Accordingly, plaintiffs motion for summary judgment is denied, (see Frees, 71 A.D.3d at 492 [lower court erred in considering an expert report that "was unsworn, was not made in the regular course of business, and was thus inadmissible and could not be considered in support of the motion"]; Rue v Stokes, 191 A.D.2d 245, 247-48 [1st Dep't 1993] [citation omitted] ["[u]nswom reports, letters, transcripts and other documents do not constitute evidentiary proof in admissible form..."); see also In re Kaszirer, 298 A.D.2d 109 [1st Dep't 2002] ["the burden never shifted to petitioners to submit evidence in opposition" where "the accountant's cash flow analysis and affidavit on which appellant relied in support of the motion do not specify the documentation underlying the accountant's opinion, and for the most are hearsay"].) This court also notes that, while plaintiff sold the subject properties over defendant's objection, there is also an issue of fact regarding the parties' respective rights to unilaterally dispose of property, warranting denial of plaintiffs motion.

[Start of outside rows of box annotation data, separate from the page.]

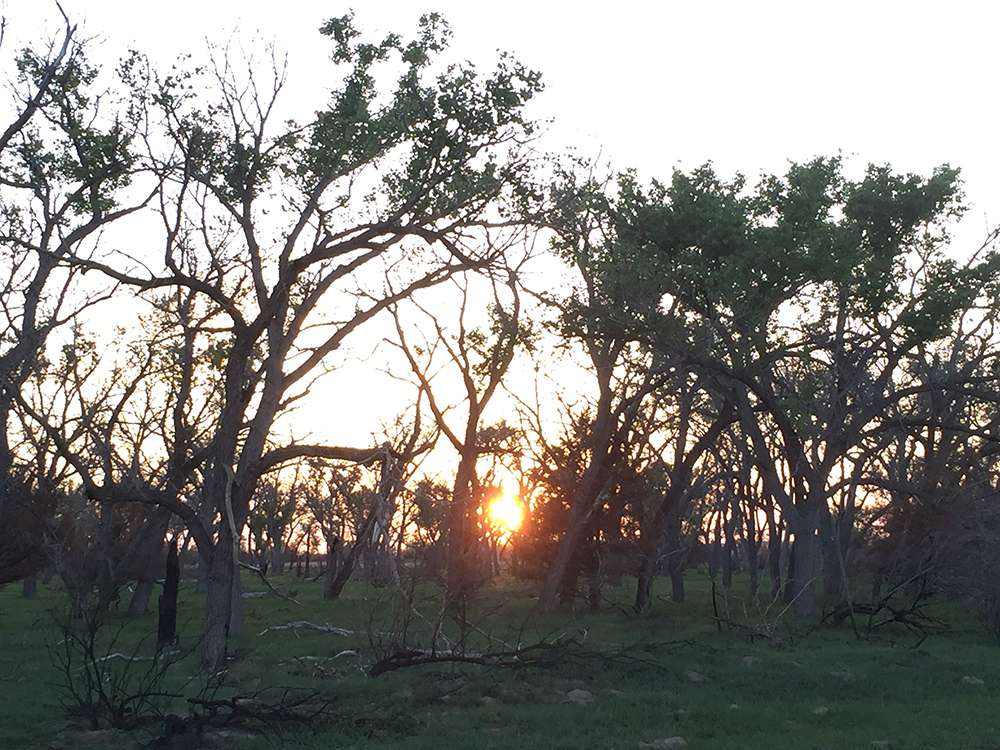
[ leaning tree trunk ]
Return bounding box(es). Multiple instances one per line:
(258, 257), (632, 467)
(156, 537), (181, 651)
(128, 508), (170, 617)
(535, 457), (605, 615)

In addition to the reasons set forth above, to the extent defendant argues in his opposition papers that summary judgment should be granted to him, said request is denied as improper insofar as plaintiff fails to fde a notice of cross-motion (see CPLR 2214 [a]; 2215; Abizadeh v Abizadeh, 159 A.D.3d 856, 856-857 [2d Dept 2018]). All remaining arguments have been considered and are either without merit or need not be addressed given the findings above.
ORDERED that plaintiff s motion for summary judgment is denied in its entirety; and it is further ORDERED that defendant's purported cross-motion for summary judgment is denied; and it is further
ORDERED that, within twenty (20) days after this decision and order is uploaded to NYSCEF, counsel for defendant shall serve a copy of this decision and order, with notice of entry, upon plaintiff.
This constitutes the decision and order of this court.